借りるとき、大家さんがこの山茶花の木には毛虫が出るので、もし困るようなら切ってしまってもいいですよといってくれたのだが、マンション住まいから庭のある家に引っ越してきた身としては、木を切るなどということはとても出来ない。
そこで園芸屋さんに相談すると、
「この薬を木の根元に撒いておけば大丈夫ですよ」といって、ある粉末の殺虫剤のようなものをすすめた。で、いわれたとうりに、五月の連休の頃にその薬を撒いたのである。

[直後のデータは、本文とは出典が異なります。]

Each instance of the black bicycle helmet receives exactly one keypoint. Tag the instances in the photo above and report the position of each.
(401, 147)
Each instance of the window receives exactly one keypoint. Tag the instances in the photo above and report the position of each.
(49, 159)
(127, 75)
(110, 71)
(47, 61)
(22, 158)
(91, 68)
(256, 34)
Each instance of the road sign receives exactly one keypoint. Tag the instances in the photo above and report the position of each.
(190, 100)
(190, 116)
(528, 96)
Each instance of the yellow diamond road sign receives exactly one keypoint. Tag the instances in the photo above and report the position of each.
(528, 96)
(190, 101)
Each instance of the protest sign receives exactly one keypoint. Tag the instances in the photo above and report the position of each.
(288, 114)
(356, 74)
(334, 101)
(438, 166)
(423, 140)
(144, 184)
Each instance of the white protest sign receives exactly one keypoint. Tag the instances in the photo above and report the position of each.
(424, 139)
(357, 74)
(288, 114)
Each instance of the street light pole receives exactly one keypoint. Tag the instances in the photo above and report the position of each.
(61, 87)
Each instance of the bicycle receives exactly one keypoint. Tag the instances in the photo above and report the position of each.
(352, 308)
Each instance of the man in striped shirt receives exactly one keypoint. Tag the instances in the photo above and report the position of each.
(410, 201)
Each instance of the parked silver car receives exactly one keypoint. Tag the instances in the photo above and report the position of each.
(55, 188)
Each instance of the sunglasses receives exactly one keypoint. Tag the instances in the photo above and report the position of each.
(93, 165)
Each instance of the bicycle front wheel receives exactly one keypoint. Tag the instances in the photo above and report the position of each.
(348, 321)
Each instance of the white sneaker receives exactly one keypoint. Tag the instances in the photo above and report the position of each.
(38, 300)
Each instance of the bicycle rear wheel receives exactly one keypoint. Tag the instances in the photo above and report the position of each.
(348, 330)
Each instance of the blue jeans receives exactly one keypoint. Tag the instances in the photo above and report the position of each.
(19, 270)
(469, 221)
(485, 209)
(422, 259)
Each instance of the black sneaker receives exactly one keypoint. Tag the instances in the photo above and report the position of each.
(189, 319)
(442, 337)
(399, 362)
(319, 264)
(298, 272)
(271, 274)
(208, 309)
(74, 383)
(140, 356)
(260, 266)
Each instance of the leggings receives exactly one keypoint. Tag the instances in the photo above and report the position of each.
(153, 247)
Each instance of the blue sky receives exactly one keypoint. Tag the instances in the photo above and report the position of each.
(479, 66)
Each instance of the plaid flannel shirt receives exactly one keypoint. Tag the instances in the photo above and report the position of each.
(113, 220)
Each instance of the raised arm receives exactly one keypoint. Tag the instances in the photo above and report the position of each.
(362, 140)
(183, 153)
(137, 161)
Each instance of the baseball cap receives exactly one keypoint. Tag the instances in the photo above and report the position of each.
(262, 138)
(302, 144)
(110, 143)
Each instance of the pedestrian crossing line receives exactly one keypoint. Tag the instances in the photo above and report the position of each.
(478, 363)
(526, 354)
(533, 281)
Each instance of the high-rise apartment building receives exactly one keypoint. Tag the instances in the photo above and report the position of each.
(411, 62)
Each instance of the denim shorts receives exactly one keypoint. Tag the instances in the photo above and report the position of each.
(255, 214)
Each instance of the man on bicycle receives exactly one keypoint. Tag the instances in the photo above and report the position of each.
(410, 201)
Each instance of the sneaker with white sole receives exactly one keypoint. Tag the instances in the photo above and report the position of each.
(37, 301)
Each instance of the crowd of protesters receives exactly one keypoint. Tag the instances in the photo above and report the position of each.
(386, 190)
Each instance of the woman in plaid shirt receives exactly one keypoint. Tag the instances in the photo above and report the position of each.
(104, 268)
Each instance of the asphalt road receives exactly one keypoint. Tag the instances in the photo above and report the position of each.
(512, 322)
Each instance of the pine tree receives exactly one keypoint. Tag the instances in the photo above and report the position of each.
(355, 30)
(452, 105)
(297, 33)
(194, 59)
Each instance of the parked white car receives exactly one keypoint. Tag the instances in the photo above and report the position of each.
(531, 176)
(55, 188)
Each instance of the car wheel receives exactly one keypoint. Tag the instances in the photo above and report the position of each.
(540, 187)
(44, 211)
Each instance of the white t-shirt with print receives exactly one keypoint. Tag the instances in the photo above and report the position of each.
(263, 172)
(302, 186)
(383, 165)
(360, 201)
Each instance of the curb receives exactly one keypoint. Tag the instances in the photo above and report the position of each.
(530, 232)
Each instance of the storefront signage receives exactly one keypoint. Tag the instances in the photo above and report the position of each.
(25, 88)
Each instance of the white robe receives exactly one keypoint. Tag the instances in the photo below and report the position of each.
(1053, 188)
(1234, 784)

(本当は、こういうことはしたくないのだが・・・)
それが効いたのかどうか、その年の夏は毛虫を見かけることはなかった。
ところが2年目の夏(去年)、
隣の娘さんがかなり興奮して我が家に駆け込んできたのである。
我が家と隣の家はブロック塀で仕切られているが、赤い山茶花の木が隣の家の庭先にその枝葉を伸ばしており、そこに毛虫がびっしりと付いているという。

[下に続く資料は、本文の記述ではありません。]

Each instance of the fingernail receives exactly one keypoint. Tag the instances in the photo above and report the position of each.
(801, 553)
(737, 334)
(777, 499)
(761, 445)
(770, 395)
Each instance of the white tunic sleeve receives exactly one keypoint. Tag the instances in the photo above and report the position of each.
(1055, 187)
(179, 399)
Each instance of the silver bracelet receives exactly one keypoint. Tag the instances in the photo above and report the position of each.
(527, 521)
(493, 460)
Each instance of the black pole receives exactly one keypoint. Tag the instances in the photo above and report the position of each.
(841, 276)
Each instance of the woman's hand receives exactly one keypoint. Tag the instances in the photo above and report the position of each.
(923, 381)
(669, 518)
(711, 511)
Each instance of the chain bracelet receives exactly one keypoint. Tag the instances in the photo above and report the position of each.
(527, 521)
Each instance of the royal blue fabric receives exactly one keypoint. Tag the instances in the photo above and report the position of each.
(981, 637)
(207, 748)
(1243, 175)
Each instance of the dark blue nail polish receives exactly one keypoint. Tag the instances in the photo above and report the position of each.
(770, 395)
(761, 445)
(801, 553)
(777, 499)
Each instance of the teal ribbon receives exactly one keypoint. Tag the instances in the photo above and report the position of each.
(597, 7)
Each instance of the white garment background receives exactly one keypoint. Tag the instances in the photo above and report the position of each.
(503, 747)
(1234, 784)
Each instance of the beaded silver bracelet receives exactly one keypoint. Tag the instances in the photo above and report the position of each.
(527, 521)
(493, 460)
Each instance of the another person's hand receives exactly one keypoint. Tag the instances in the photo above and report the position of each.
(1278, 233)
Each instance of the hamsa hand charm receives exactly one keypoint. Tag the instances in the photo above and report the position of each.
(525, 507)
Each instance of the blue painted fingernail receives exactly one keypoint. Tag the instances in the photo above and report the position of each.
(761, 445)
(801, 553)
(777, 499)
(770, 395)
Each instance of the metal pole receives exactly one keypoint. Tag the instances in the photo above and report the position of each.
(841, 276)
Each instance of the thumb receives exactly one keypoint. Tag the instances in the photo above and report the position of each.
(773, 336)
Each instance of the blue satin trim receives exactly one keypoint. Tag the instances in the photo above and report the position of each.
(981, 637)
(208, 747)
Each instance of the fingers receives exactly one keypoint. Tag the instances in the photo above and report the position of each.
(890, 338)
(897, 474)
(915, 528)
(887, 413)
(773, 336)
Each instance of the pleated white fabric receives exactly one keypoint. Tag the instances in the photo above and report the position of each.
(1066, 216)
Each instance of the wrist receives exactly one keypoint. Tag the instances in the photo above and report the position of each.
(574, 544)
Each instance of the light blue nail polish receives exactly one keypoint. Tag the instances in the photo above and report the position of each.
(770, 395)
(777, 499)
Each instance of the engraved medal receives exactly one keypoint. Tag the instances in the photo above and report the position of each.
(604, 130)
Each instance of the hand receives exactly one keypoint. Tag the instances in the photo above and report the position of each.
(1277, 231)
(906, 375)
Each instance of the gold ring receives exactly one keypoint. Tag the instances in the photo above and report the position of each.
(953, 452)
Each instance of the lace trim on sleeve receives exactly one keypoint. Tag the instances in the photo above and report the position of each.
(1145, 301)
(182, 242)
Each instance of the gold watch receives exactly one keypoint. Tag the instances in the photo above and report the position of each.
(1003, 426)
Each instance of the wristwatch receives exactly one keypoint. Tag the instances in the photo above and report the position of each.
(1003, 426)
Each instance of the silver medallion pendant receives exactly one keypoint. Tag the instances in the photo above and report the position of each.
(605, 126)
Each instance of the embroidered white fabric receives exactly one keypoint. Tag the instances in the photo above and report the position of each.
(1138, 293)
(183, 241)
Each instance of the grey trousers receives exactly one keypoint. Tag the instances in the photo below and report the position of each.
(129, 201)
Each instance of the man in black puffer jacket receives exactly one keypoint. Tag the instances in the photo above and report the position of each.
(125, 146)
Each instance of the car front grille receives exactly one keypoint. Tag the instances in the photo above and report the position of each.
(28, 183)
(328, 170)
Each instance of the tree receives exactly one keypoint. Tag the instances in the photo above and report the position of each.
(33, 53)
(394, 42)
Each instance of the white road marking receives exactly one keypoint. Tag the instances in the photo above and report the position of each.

「風の強い日には、もう毛虫が家の方まで飛んで来ちゃって。
父なんか、ひどくかぶれちゃってるんですよ!」
それで、なんとかして欲しいというわけである。
最初から毛虫問題に不安を抱いていた我が家の娘も、
「この際、スッパリ切ってしまおうよ」という。
「そうね、でも冬にはきれいな花が咲いてくれるし…。お隣の庭に伸びてるところだけでも、切ったらどうかしら…。」と、これは妻の意見。
九州の田舎育ちのぼくにとって、毛虫が出たくらいで木を切るなど、言語道断である。それでなくても、都会の自然は少なくなっているのだ。
ぼくの田舎の家にはお茶畑があり、そこには山茶花の木の何百倍もの毛虫がうじゃうじゃと付いていた。それでもぼくらはお茶摘みの手伝いをやった。毛虫にかぶれることなど、日常茶飯事だった。
家の周りには毒蜘蛛やムカデがうろついていたし、田んぼの畦道ではマムシが散歩していた。山には毒性を持った無数の虫や小動物が五万と棲んでいた。そういうところで、毎日走り回って遊び、暮らしていたのである。文字通り、それは自然との共生だった。(もっともその頃、自分たちの暮らしを<自然との共生>などと誰も意識していたわけではなく、それがあたり前の生活だった…)
こんなことを娘に話しても、
「お父さんね、いまはお父さんがそだった時代や環境とは違うの!」
と、一蹴されてしまう。
「だからね、庭先に毛虫がいるということは、まだこの街にも人間が生きてゆける環境が残っているということなんだよ。救いがあるということだよ。毛虫が住めなくなったら、人間だって住めなくなるんだよ・・・」と、いっても、
「でもあたし、虫嫌いなの!」で、終わりである。
翌日、ぼくは小さな剪定バサミを持って、山茶花の木の前に立った。
隣の奥さんが出てきて、「ここですよ、ここ!」という。
なるほど、ほんの数十匹の固まりが山茶花の小枝にしがみついている。
「去年は出なかったんですけどねえ」と、ぼくがいう。
「出ましたよ、毎年出てますよ」と、奥さん。
(この奥さんは、毎年、毛虫の季節になると目を光らせて、この山茶花の木をチェックしているに違いない)
「あ、そうですか。気が付かなかったなあ…。園芸屋さんにいわれたとおり、薬を撒いたんですけどね」
「あんなものでは効き目がないですよ」
「そうですか…」
ぼくは毛虫が付いている枝先を用心深く左手で掴み、剪定バサミを持った右手でその枝の根元を切り落とし、すばやくゴミ袋に閉じ込めた。
「大家さんのうちに行けば、もっと大きな剪定バサミがありますよ」
(大家さんのうちも実はすぐ隣りで近い)
と、奥さんが親切そうにいってくれる。
「あー、そうですか。でも大丈夫ですよ」
ぼくはまた同じような要領で、毛虫が付いている別の小枝を切り落とした。
「これで大丈夫でしょう。もう、いないでしょう?」
「以前、ここに住んでいたご主人が全体的にばっさりと、枝を払い落としたことがあったんですけどねえ…」
「………」
ぼくは隣のご主人から紫陽花の鉢植えを貰ったことがあり、この奥さんにもそれほど悪い印象は持っていない。しかし、「山茶花と毛虫」の問題に関しては、これ以上の会話をつづけたいとは思わなかった。
ことしもまた毛虫の季節が訪れている。
そしてことしも毛虫が元気に山茶花の木に張り付いていることを、ぼくは知っている。お隣りからは、まだ何もいってこない。